So, after the seeming hostile takeover of RubyGems, I this week saw this announcement:

https://gem.coop/

Of a reboot of RubyGems by its own former maintainers, governance structure to be announced tomorrow. Can people who are plugged into the Ruby community give me a sense of how significant an event this is? Does it have a chance to displace RubyCentral?

gem.coop

We’re excited to introduce gem.coop – a new server for gems in the Ruby ecosystem. We aim for fast, simple hosting, that is compatible with Bundler but optimized for the next generation. It’s built for the community by the former maintainers and operators of RubyGems.org.

gem.coop

RubyCentral do seem to have, in their coup, successfully claimed the "instutitions" of Ruby in the sense of domain names and github repos. But the community, and (a lot?) (most of?) the authors of the source in those github repos do not seem to be on board:

https://andre.arko.net/2025/09/25/bundler-belongs-to-the-ruby-community/

So this seems like a really key test case, whether open source is made of living communities or just an opaque content pipeline for corporate actors to plug their build systems into

Bundler belongs to the Ruby community

I’ve spent 15 years of my life working on Bundler. When I introduce myself, people say “oh, the Bundler guy?”, and I am forced to agree.
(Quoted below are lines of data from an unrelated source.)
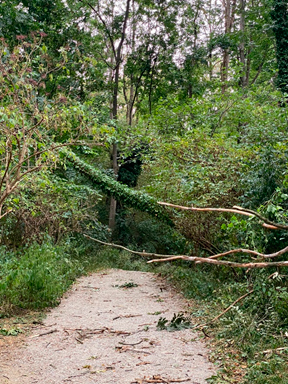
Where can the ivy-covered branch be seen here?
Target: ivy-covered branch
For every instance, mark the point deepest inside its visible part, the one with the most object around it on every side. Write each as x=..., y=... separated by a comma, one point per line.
x=120, y=192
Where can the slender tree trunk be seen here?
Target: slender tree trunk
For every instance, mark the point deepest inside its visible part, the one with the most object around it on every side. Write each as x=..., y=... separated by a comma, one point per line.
x=229, y=13
x=243, y=76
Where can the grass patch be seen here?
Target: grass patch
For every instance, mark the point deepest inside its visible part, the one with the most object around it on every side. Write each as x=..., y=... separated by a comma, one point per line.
x=36, y=278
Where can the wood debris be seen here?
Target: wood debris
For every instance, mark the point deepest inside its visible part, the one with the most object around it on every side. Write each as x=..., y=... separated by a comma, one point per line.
x=159, y=379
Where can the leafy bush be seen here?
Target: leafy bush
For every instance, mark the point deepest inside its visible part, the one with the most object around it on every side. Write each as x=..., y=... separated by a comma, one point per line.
x=37, y=278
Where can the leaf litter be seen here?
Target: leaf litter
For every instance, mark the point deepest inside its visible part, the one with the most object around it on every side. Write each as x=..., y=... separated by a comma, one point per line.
x=107, y=336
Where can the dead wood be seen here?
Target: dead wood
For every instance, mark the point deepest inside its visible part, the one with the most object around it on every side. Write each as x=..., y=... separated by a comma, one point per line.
x=268, y=351
x=235, y=209
x=226, y=310
x=45, y=333
x=211, y=259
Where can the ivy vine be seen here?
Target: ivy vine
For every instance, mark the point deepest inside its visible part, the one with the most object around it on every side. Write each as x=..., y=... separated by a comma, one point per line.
x=129, y=197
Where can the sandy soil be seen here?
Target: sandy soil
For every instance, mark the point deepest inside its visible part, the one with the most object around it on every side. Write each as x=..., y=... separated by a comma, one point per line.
x=104, y=333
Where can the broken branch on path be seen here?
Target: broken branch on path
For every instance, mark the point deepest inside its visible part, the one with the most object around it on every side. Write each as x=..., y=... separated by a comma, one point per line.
x=159, y=379
x=208, y=260
x=235, y=209
x=45, y=333
x=226, y=310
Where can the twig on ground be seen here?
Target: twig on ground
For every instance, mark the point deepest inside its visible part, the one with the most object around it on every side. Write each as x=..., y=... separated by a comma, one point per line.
x=226, y=310
x=139, y=342
x=45, y=333
x=272, y=350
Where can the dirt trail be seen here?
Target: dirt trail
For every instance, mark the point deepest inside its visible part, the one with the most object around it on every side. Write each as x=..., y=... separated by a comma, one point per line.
x=103, y=333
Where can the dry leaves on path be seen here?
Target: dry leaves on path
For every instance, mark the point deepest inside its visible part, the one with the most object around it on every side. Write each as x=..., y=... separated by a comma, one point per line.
x=108, y=334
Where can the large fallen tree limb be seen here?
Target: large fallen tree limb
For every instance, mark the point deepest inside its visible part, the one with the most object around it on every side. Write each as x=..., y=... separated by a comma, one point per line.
x=202, y=260
x=235, y=209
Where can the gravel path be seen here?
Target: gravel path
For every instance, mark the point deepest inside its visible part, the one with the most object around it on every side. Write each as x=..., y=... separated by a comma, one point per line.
x=104, y=333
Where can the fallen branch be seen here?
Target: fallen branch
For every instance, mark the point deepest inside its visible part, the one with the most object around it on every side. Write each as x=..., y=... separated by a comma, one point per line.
x=272, y=350
x=235, y=209
x=228, y=308
x=159, y=379
x=45, y=333
x=209, y=260
x=204, y=260
x=126, y=249
x=254, y=253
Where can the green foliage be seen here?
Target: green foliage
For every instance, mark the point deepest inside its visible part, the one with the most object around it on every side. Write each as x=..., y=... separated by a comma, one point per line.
x=37, y=278
x=280, y=27
x=111, y=187
x=178, y=322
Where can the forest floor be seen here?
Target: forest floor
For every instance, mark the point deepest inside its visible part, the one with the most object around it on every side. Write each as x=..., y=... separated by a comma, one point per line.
x=105, y=331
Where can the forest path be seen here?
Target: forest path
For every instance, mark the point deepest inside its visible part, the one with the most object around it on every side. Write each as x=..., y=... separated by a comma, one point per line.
x=104, y=333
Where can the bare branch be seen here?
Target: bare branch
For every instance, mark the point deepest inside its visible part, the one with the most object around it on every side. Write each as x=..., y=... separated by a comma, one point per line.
x=250, y=252
x=200, y=260
x=203, y=260
x=235, y=209
x=145, y=254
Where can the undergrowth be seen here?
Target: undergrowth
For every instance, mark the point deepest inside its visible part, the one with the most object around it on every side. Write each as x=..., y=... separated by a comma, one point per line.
x=250, y=342
x=35, y=277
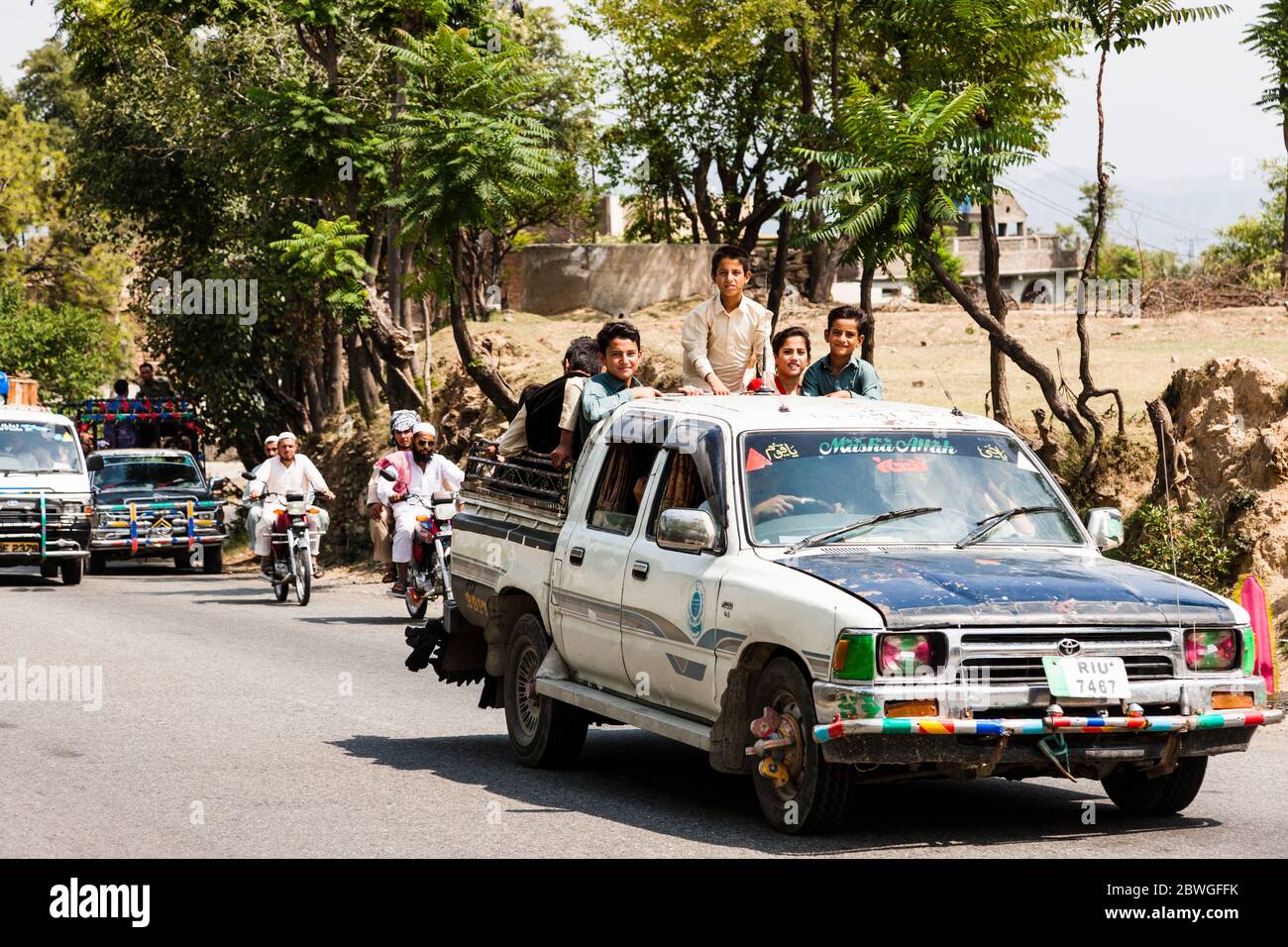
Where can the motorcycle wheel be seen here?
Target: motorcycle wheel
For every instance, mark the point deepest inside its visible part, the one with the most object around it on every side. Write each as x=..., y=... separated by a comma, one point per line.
x=303, y=577
x=415, y=602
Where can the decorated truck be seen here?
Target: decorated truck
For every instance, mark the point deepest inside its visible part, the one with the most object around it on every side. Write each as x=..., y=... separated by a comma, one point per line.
x=44, y=493
x=820, y=591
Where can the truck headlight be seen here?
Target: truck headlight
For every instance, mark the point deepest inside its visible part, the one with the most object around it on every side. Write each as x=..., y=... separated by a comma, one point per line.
x=1211, y=650
x=909, y=655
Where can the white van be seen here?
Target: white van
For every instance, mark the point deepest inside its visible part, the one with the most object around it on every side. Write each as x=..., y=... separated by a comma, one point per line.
x=44, y=493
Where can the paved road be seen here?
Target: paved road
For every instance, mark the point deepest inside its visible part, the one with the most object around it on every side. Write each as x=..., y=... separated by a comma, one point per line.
x=232, y=725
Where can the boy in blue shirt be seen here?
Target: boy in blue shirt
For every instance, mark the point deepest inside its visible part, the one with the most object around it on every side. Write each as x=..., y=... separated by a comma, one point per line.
x=841, y=373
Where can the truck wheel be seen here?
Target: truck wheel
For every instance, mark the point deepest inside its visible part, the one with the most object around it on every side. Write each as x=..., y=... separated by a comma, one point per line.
x=542, y=732
x=213, y=561
x=1164, y=795
x=815, y=796
x=71, y=571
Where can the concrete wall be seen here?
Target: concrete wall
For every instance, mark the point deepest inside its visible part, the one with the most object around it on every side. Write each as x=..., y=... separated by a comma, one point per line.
x=609, y=277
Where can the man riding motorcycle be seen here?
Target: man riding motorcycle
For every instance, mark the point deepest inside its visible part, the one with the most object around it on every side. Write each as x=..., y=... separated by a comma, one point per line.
x=254, y=510
x=288, y=474
x=420, y=474
x=381, y=517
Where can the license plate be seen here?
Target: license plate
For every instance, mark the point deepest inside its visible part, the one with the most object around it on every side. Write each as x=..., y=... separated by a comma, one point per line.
x=1087, y=678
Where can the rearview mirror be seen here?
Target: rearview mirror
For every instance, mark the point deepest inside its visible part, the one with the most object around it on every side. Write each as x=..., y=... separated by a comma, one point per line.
x=1106, y=525
x=687, y=531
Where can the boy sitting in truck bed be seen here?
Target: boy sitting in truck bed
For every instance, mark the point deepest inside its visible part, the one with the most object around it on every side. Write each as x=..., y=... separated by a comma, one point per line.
x=841, y=373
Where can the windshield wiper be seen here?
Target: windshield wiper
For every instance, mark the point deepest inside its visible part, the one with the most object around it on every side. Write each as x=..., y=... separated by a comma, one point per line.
x=987, y=523
x=819, y=538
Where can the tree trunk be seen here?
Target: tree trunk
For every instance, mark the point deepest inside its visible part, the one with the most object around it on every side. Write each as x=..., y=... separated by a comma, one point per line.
x=1013, y=347
x=1283, y=248
x=778, y=275
x=997, y=302
x=361, y=379
x=465, y=295
x=870, y=335
x=395, y=348
x=333, y=397
x=1171, y=468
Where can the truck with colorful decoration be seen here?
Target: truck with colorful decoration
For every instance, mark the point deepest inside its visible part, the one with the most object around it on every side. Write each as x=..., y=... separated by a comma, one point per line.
x=822, y=591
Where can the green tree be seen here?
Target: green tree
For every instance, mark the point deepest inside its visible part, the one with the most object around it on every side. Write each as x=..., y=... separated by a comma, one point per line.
x=892, y=178
x=475, y=157
x=1267, y=38
x=68, y=350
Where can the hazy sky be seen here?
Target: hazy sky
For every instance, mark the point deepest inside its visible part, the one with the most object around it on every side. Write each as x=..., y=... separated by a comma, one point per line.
x=1179, y=108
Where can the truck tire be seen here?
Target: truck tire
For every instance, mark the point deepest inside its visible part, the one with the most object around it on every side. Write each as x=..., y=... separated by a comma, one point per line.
x=1164, y=795
x=816, y=795
x=213, y=561
x=71, y=570
x=542, y=732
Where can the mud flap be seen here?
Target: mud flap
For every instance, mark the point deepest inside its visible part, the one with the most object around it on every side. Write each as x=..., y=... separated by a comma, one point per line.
x=456, y=659
x=729, y=735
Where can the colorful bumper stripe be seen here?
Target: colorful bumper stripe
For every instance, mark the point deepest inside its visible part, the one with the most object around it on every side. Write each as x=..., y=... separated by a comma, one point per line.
x=1215, y=719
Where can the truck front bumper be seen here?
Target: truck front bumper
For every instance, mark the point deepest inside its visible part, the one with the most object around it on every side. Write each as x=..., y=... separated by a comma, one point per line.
x=1001, y=727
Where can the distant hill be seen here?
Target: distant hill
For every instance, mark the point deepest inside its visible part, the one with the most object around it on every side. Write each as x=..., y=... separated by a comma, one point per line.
x=1177, y=214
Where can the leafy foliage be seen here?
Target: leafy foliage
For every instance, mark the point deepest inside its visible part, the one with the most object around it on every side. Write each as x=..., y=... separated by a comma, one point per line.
x=68, y=350
x=1202, y=553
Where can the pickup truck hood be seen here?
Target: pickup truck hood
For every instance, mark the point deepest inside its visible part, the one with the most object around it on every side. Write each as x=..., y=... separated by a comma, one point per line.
x=55, y=483
x=949, y=587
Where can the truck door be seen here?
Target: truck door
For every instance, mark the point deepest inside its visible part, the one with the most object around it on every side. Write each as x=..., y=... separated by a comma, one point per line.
x=591, y=557
x=670, y=598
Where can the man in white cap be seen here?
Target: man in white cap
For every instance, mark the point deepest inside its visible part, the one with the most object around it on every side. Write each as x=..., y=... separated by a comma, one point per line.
x=378, y=514
x=288, y=474
x=256, y=509
x=423, y=475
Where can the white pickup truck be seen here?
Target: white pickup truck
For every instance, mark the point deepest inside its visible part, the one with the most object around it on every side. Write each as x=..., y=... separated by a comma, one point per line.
x=818, y=591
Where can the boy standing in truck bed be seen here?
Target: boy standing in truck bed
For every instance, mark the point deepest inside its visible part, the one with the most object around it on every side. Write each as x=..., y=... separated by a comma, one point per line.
x=726, y=337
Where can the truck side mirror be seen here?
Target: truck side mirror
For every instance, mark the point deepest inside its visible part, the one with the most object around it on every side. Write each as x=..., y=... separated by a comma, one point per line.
x=1106, y=525
x=687, y=531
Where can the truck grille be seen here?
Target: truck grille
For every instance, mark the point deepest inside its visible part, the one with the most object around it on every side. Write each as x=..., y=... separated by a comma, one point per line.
x=1025, y=668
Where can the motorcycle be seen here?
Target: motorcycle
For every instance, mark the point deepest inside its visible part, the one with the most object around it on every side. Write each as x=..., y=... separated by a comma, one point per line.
x=429, y=573
x=291, y=545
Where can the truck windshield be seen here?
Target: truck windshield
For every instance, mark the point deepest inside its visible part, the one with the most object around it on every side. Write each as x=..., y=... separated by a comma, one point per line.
x=29, y=447
x=804, y=483
x=147, y=472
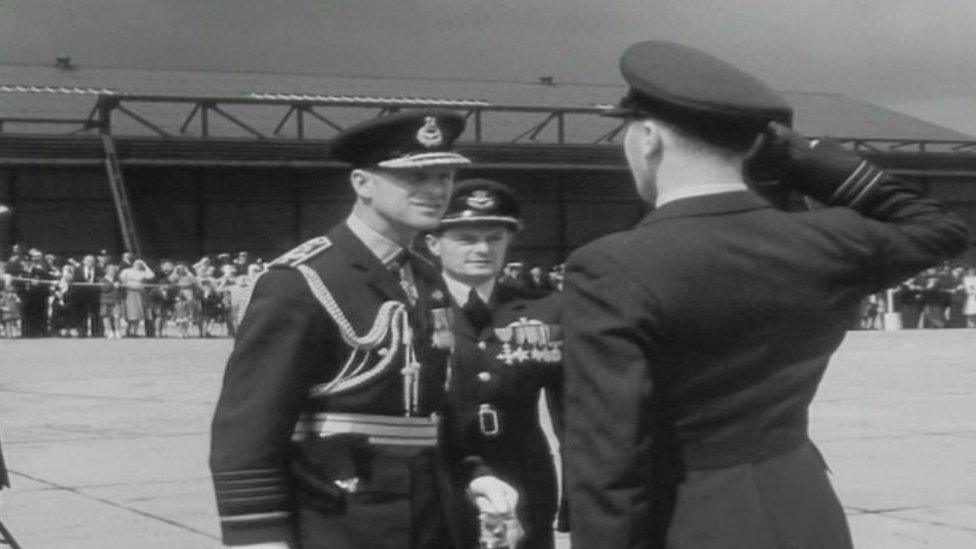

I didn’t come up with the original idea for Bundler (that was Yehuda). I also didn’t work on the first six months worth of prototypes. That was all Carl and Yehuda together, back when “Carlhuda” was a super-prolific author of Ruby libraries, including most of the work to modularize Rails for version 3.

André.Arko.net
@mcc stuff like this and npm and go really make me question the wisdom of tightly integrating remote code repositories into a programming language.